The Summary_by_Field table gives:

the same statistics as the Summary_by_FC sheet, but broken down further by Feature Class Fields,

The Empty Feature Classes table gives:

the standard Feature Classes in the comparison geodatabase not included in the input geodatabase(i.e.: Feature Classes included in comparison geodatabases)

The Indeterminate_Overview table , gives :

(a) The total count of feature classes that are empty
(b) The total number of standard feature classes that are empty
(c) The source geodatabase installation name
(d) The total number of missing feature classes
(e) The total number of missing feature datasets
(f) The total number of empty fields from empty feature classes
(g) The total number of empty fields from non-empty feature classes. 

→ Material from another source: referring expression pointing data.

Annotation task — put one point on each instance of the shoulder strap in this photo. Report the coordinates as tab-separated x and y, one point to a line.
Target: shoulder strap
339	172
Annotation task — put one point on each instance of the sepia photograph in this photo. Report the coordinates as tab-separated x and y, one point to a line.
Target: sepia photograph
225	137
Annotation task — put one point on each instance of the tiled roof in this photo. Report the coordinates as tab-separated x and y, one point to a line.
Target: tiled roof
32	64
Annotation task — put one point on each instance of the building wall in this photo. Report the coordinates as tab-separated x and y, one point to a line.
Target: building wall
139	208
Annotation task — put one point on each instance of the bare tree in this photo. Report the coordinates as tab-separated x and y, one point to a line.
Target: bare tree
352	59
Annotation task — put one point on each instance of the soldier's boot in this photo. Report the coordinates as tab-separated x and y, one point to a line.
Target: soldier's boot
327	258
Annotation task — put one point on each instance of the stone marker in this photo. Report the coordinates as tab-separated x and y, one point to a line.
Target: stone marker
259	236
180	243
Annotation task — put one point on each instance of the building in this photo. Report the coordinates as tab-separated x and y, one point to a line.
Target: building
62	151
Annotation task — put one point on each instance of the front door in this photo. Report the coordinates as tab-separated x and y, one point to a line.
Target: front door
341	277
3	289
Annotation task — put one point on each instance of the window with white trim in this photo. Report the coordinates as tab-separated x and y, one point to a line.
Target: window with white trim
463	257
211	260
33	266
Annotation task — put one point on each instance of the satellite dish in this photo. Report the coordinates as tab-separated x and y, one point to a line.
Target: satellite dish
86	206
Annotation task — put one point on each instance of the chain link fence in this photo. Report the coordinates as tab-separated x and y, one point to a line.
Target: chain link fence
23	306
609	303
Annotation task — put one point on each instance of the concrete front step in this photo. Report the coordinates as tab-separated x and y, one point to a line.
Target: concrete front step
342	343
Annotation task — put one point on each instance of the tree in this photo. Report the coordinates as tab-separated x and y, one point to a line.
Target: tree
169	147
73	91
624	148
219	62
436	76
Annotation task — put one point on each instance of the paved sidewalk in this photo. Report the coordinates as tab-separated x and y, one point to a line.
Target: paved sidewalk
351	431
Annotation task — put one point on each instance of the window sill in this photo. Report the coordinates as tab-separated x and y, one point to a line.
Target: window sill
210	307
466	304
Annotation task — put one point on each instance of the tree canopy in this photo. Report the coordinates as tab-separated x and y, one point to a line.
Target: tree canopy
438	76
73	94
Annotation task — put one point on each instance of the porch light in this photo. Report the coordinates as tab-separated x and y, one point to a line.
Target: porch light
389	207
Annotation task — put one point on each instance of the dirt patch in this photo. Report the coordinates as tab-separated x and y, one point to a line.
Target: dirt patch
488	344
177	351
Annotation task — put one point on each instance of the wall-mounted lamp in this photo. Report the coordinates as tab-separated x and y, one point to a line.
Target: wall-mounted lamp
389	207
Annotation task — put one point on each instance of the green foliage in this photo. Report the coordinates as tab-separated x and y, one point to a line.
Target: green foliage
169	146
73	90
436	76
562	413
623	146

Indeterminant Data Reporting

First, using the 'fc2fds.py' script, move any lose feature classes within each geodatabase in the directory called "gdbs" to feature classes inside respective feature datasets in a new geodatabase in "gdbs-cleaned" directory, according to target geodatabase "Full.gdb"

Then, using the 'compareGDB_MissingData.py' file, compare a directory of geodatabases inside a 'gdbs-cleaned' directory with a directory of target directories in a 'gdbs-target' directory inside the main directory. The 'compareGDB_MissingData.py' script searches the source geodatabase's feature datasets, feature classes, and fields for 'indeterminant' data (i.e.: Null, TBD, or 'other) compared with a series of target geodatabases. The output data is added to the source geodatabase (now in the 'gdbs-cleaned' directory) with the name of the target geodatabase prepended in front of the table name (e.g.: "Full_MissingData").

Then, after all source gdb/target gdb combinations are completed, the 'compareGDB_MissingData.py' script calls the 'Installation_Reports.R' script to knit the output data into pdf and html reports using the 'Installation_Report.Rmd' and 'Installation_Report-html.Rmd' files for each combination of source gdbs/target-gdbs.

All R packages utilized for the R Markdown pdf/html reports are maintained using the R package 'packrat' and recognized when utilizing the Installation_Feedpack.Rproj R project for reproducability. Do not manually edit any files in the 'packrat' directory -- only use packrat functions to maintain these dependencies. Please see packrat/bundles for the packrat project bundle.